Theme: | Theme - Digital Health (Theme - DHLTH), Activity - Project (Activity - P) |
Status: | Active |
Start Date: | 2021-04-30 |
End Date: | 2021-04-30 |
Lead |
Cao, Bo |
Project Overview
Depression is one of the most common mental disorders that affects more than 320 million people worldwide. Depression is considered a primary cause of disability and suicide. Regrettably, less than 50% of individuals suffering from depression receive proper treatment. Moreover, depression causes one death every 40 seconds, adding up to 800,000 deaths by suicide worldwide every year.
The joint research between the University of Alberta and Tecnológico de Monterrey will develop data infrastructure and machine learning tools to detect depression, by analyzing conversational audio, biomarkers, and psychophysiological profiles. With all these data, a new and novel dataset will be created. This dataset will be the essentials for well designed predicting machine learning models. The joint team will develop the machine learning model(s) best suited to the dataset and determine with high accuracy, the depression level of a person.
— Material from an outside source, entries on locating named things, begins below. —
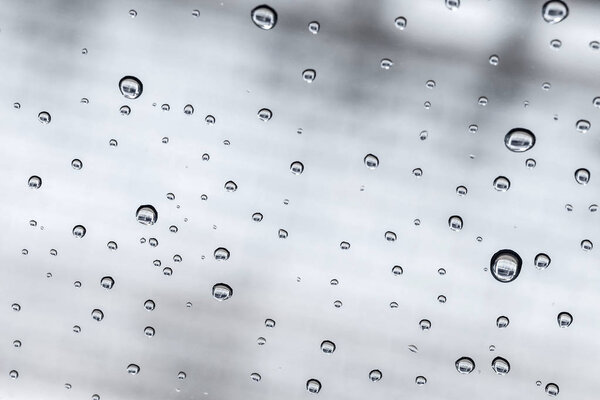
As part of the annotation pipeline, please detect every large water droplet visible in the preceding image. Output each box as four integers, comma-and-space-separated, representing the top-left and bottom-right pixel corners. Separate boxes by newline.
504, 128, 535, 153
212, 283, 233, 301
135, 204, 158, 225
119, 76, 144, 99
250, 4, 277, 30
454, 357, 475, 374
542, 0, 569, 24
490, 249, 523, 283
492, 357, 510, 375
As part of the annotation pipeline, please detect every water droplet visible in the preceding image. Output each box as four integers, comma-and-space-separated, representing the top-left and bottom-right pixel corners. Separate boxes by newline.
127, 364, 140, 375
290, 161, 304, 175
308, 21, 321, 35
575, 168, 591, 185
544, 383, 559, 397
302, 69, 317, 83
144, 326, 156, 337
92, 308, 104, 321
454, 357, 475, 374
385, 231, 398, 242
504, 128, 535, 153
369, 369, 383, 382
493, 176, 510, 192
38, 111, 52, 124
321, 340, 335, 354
135, 204, 158, 225
379, 58, 394, 70
556, 311, 573, 328
250, 4, 277, 30
533, 253, 552, 269
492, 357, 510, 375
490, 249, 523, 283
448, 215, 463, 231
212, 283, 233, 301
394, 17, 407, 31
119, 76, 144, 99
73, 225, 87, 239
100, 276, 115, 290
542, 0, 569, 24
183, 104, 194, 115
144, 299, 156, 311
306, 379, 321, 394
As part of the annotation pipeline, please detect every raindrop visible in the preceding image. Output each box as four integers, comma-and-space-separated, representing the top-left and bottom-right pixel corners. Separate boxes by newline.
212, 283, 233, 301
119, 76, 144, 99
321, 340, 335, 354
364, 154, 379, 169
490, 250, 523, 283
542, 0, 569, 24
575, 168, 590, 185
454, 357, 475, 374
73, 225, 87, 239
492, 357, 510, 375
556, 311, 573, 328
250, 4, 277, 30
493, 176, 510, 192
92, 308, 104, 321
135, 204, 158, 225
533, 253, 552, 269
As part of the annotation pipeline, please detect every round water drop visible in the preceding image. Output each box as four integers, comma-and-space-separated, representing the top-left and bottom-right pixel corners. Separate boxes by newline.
100, 276, 115, 290
73, 225, 87, 239
492, 357, 510, 375
119, 76, 144, 99
27, 175, 42, 189
321, 340, 335, 354
250, 4, 277, 30
556, 311, 573, 328
212, 283, 233, 301
542, 0, 569, 24
493, 176, 510, 192
135, 204, 158, 225
92, 308, 104, 321
454, 357, 475, 374
379, 58, 394, 70
575, 168, 591, 185
250, 372, 262, 382
394, 17, 407, 31
302, 69, 317, 83
544, 383, 560, 397
504, 128, 535, 153
144, 299, 156, 311
306, 379, 321, 394
448, 215, 463, 231
364, 154, 379, 169
38, 111, 52, 124
290, 161, 304, 175
369, 369, 383, 382
533, 253, 552, 269
183, 104, 194, 115
385, 231, 398, 242
127, 364, 140, 375
490, 249, 523, 283
308, 21, 321, 35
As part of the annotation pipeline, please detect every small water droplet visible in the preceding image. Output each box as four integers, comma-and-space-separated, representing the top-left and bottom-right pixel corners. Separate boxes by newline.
250, 4, 277, 30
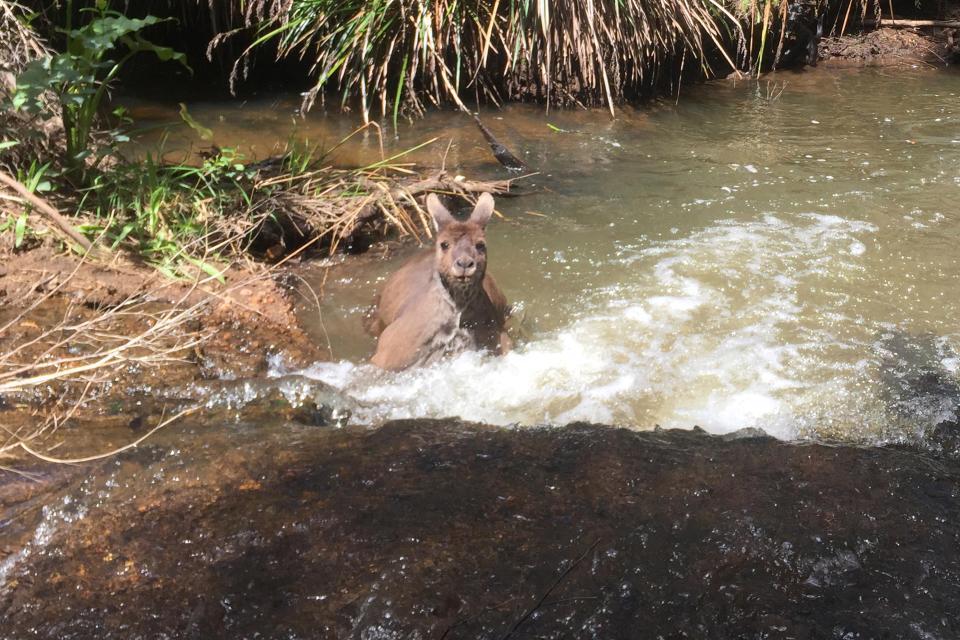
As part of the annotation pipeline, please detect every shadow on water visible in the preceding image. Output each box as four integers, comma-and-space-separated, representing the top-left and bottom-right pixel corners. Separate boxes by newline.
0, 412, 960, 639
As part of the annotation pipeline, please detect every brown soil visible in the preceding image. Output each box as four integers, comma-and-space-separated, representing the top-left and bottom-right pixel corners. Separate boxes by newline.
820, 27, 958, 67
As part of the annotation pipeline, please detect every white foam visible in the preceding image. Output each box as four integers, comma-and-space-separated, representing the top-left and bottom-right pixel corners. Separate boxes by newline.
304, 213, 876, 438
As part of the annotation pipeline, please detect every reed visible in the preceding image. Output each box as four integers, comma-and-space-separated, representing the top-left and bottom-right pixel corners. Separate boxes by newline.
232, 0, 739, 121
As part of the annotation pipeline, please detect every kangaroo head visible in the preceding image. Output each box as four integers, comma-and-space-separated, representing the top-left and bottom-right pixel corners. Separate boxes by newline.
427, 193, 493, 299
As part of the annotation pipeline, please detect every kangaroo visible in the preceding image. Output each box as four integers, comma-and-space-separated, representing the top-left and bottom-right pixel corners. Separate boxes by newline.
367, 193, 511, 371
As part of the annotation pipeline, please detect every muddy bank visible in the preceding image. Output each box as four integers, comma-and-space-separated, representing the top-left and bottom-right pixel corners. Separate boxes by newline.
0, 421, 960, 638
0, 245, 327, 418
818, 27, 960, 67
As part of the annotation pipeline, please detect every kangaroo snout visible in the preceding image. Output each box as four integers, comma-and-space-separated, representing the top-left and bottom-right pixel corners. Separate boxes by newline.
453, 258, 477, 278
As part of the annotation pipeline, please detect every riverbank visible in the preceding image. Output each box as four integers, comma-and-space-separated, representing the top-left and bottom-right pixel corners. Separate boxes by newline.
0, 420, 960, 639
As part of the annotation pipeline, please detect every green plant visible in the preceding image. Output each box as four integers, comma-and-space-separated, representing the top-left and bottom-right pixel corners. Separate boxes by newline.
12, 2, 189, 182
236, 0, 739, 120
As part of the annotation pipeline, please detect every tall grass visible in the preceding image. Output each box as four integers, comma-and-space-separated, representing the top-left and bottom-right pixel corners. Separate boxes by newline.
236, 0, 739, 119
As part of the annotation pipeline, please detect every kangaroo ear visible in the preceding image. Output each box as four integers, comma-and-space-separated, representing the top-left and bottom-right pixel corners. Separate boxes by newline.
427, 193, 454, 231
470, 193, 493, 227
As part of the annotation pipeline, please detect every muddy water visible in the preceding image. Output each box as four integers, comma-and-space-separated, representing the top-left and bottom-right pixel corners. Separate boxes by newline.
264, 66, 960, 442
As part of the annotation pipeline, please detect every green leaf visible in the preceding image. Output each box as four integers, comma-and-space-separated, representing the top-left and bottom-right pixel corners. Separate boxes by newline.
180, 102, 213, 141
13, 213, 27, 249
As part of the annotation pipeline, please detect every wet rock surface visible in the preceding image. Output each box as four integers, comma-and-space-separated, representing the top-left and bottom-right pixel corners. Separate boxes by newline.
0, 421, 960, 639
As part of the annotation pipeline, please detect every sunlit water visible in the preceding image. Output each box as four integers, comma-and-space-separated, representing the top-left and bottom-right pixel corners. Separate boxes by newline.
131, 70, 960, 442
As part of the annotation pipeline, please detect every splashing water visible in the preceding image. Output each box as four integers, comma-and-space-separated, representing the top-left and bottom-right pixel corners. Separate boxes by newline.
294, 213, 960, 438
284, 67, 960, 443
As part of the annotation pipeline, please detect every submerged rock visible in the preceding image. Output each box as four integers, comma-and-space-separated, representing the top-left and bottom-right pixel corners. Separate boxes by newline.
0, 421, 960, 639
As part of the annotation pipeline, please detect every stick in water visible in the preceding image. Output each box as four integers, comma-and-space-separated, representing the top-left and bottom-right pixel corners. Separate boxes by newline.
472, 114, 527, 171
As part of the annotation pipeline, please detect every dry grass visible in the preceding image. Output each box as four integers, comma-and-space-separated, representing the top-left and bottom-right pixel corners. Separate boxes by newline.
218, 0, 739, 121
0, 0, 63, 173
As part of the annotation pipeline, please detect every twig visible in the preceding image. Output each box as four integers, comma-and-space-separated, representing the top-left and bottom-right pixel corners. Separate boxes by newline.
501, 538, 600, 640
20, 407, 200, 464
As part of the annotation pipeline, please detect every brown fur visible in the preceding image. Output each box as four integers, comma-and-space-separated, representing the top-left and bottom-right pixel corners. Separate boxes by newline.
367, 194, 510, 371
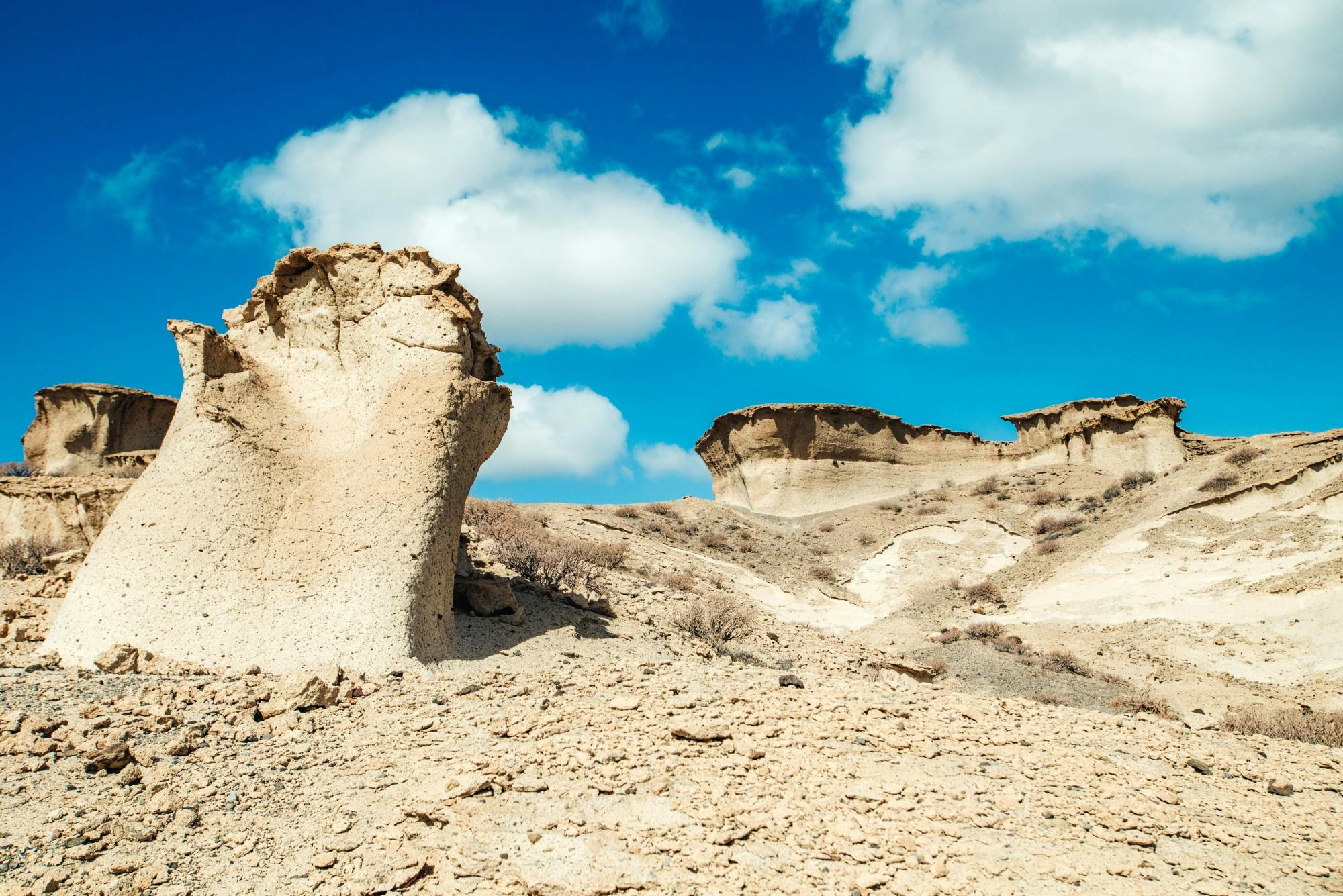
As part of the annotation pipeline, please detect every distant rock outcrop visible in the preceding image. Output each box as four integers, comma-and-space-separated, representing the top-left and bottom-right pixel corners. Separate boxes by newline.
23, 383, 177, 476
50, 244, 509, 672
696, 395, 1185, 516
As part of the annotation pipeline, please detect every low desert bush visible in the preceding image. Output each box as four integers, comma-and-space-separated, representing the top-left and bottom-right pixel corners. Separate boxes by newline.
970, 476, 999, 495
1119, 469, 1156, 491
462, 497, 629, 590
1105, 693, 1175, 719
700, 532, 728, 548
1198, 472, 1241, 491
1034, 649, 1091, 676
662, 570, 700, 593
1026, 488, 1058, 507
673, 594, 756, 650
966, 578, 1003, 602
1222, 704, 1343, 747
966, 622, 1007, 640
0, 535, 62, 578
1035, 513, 1086, 535
649, 501, 681, 523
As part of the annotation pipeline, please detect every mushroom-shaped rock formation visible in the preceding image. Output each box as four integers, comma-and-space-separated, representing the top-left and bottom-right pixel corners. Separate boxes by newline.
23, 383, 177, 476
694, 395, 1185, 516
48, 244, 509, 672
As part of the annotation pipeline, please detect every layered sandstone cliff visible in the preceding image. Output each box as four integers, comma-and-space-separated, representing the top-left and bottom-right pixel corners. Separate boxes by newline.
23, 383, 177, 476
50, 244, 509, 670
696, 395, 1185, 516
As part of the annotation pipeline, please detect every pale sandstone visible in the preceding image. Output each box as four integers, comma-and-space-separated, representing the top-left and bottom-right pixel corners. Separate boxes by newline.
50, 244, 509, 670
23, 383, 177, 476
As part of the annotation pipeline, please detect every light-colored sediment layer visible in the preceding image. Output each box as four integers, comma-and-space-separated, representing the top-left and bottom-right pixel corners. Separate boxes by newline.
696, 395, 1185, 516
23, 383, 177, 476
51, 244, 509, 670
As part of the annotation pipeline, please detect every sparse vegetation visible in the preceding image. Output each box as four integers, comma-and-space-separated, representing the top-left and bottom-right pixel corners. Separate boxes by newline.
1119, 469, 1156, 491
1198, 470, 1241, 492
0, 535, 62, 578
700, 532, 728, 548
1022, 648, 1091, 676
970, 476, 999, 495
966, 578, 1003, 603
966, 622, 1007, 640
462, 497, 629, 591
673, 594, 756, 650
1222, 704, 1343, 747
1105, 693, 1175, 719
1035, 513, 1086, 535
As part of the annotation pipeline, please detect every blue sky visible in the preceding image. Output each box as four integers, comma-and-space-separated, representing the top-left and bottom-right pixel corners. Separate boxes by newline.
0, 0, 1343, 501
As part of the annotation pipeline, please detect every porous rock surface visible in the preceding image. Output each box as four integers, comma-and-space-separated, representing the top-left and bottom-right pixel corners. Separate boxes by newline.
23, 383, 177, 476
50, 244, 509, 672
696, 395, 1185, 516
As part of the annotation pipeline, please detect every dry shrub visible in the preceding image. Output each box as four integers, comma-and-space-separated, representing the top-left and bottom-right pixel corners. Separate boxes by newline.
1026, 488, 1058, 507
970, 476, 998, 495
463, 497, 629, 590
0, 535, 63, 578
966, 622, 1007, 638
966, 579, 1003, 603
662, 570, 700, 594
1035, 649, 1091, 676
1198, 472, 1241, 491
700, 532, 728, 548
1105, 693, 1175, 719
673, 594, 756, 650
1119, 469, 1156, 491
649, 501, 681, 523
1035, 513, 1086, 535
1222, 703, 1343, 747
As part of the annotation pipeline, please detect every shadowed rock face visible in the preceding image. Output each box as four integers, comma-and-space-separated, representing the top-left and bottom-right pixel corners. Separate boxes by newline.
50, 244, 509, 670
696, 395, 1185, 516
23, 383, 177, 476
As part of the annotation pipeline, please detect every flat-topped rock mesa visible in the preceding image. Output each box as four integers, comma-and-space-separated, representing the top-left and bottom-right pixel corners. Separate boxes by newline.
50, 243, 510, 672
23, 383, 177, 476
694, 395, 1186, 516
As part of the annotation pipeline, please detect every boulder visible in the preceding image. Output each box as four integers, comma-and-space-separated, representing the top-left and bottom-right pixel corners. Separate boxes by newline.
23, 383, 177, 476
51, 244, 509, 672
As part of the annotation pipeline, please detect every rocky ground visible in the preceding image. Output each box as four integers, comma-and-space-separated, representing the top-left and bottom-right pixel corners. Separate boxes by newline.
0, 574, 1343, 896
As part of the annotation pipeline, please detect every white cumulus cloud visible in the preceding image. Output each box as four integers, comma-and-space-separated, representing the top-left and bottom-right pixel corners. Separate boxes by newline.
238, 93, 747, 350
872, 264, 966, 348
697, 295, 817, 361
634, 442, 709, 479
479, 384, 630, 479
833, 0, 1343, 258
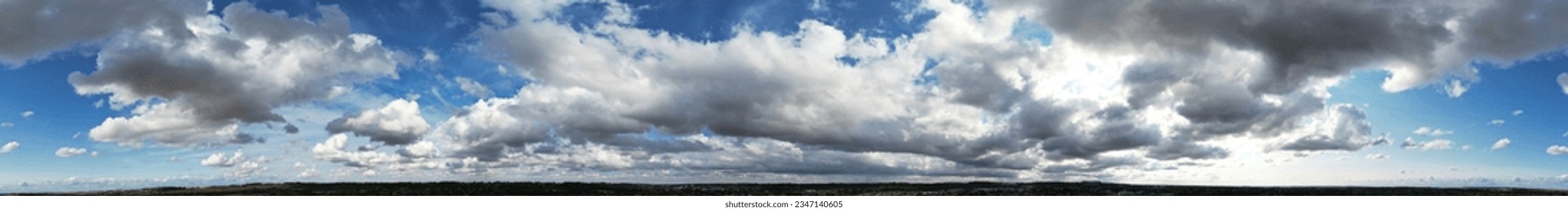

Additionally, it would be the first dataset of its kind that can be used by the research community for future machine learning studies on depression. Moreover, we envisage the development of a platform based on wearables and embedded artificial intelligence capable of alerting the subjects of psychophysiological symptoms related to depression in real-time. With this preliminary assessment, the individual can promptly be directed to the appropriate channel (i.e. a psychological service), where trained personnel assist in avoiding any negative impact that the depressive symptoms could have in his/her life and environment.